Paraíso Perdido é experiência catártica poucas vezes vista no cinema brasileiro

Os musicais começaram a bombar nos Estados Unidos durante o período da chamada Grande Depressão, na virada dos anos 1920 para 1930, aproveitando o advento do cinema sonoro. Ir ver um musical […]

Os musicais começaram a bombar nos Estados Unidos durante o período da chamada Grande Depressão, na virada dos anos 1920 para 1930, aproveitando o advento do cinema sonoro. Ir ver um musical tinha, portanto, um simbolismo imenso: a necessidade de encontrar em uma espécie de oásis em meio a turbulência do mundo lá fora.

É isso que José, o personagem de Erasmo Carlos, proprietário da boate Paraíso Perdido, oferece aos que adentram o novo filme de Monique Gardenberg: esqueçam todos os seus problemas, esqueçam sua vida lá fora, bem-vindos ao “Paraíso Perdido”. Mais ou menos isso. E, de fato, o que se experimenta ao longo da duração do filme é realmente quase duas horas de trégua da dura vida.

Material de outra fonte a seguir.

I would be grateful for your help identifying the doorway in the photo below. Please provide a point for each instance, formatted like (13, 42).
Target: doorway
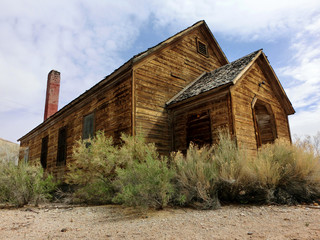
(264, 123)
(199, 129)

Não só isso. Por ser um musical, “Paraíso Perdido” não tem a preocupação de buscar fidelidade no campo do naturalismo das atuações e nem de fazer sentido em sua complicada trama familiar. As cores da fotografia, o gosto pelo brega e o respeito imenso ao amor (homo ou hetero) facilitam uma identificação com o cinema de Pedro Almodóvar, mas as canções, a maioria delas classificadas por muitos como bregas, são muito brasileiras, o que confere raízes absolutamente nacionais à trama.

Como não gostar de um filme que já começa com uma bela interpretação de “Impossível Acreditar que Perdi Você”, de Márcio Greyck? E a música tem até mais espaço do que a fala ao longo da narrativa. As canções, além de muito queridas por todos os personagens, são fundamentais para que a experiência de se assistir ao filme seja arrebatadora, com vários momentos de arrepiar, em especial para quem não tem preconceito com canções mais populares e carregadas de emoções.

Assim, há espaço para canções de Reginaldo Rossi, Odair José, Waldick Soriano, Belchior, Zé Ramalho fazendo cover de Bob Dylan, Gilliard, Roberto e Erasmo e até o jovem Johnny Hooker. As melhores interpretações são as de Julio Andrade. Talvez o melhor ator de sua geração, Andrade dá um show também na hora de subir no palco. O que dizer quando ele sobe para canar “Não Creio em Mais Nada”, clássico do rei da depressão Paulo Sérgio? É demais o que a obra faz sentir, talvez chorar, e se deliciar. E principal: o respeito com todo esse material explorado na tela é lindo.

Além de Andrade, há também interpretações belas de Seu Jorge (quem diria que um cantor seria passado para trás por um ator), por Jaloo, por Marjorie Estiano e pelo próprio Erasmo Carlos. Sua presença ali é mais do que simbólica. Parceiro do Rei e influência direta na formação da maioria dos cantores românticos da década de 1970, o Tremendão não precisa se esforçar para cantar bem. Basta estar lá e cantar uma das faixas.

Ele é o patriarca de uma família um pouco problemática e que comanda aquele espaço paradisíaco noturno.

Somos apresentados à família por meio do personagem do policial Odair (Lee Taylor), que é convidado para ser o guarda-costas do neto homossexual, que se apresenta travestido nos shows. Odair aceita, encantado com aquele lugar. Não demora para descobrirmos que há uma estreita ligação entre ele e aquela família.

Transbordando amor por todos os lados, “Paraíso Perdido” tem suas quase duas horas de música, intrigas amorosas e traumas do passado plenamente abraçados pela audiência, em uma experiência catártica poucas vezes vista no cinema brasileiro, ao menos no que se refere ao uso da música.

Além de resgatar a música sentimental do passado, o trabalho mais belo da diretora de “Ó Paí, Ó” tem uma elegância no uso dos movimentos de câmera, dos campos e contracampos tão bem usados nas cenas de apresentações na boate (destaque para a cena em que uma personagem informa estar grávida usando libras) e uma direção de arte e uma fotografia em tons quentes. Um dos melhores acontecimentos deste estranho e sombrio ano.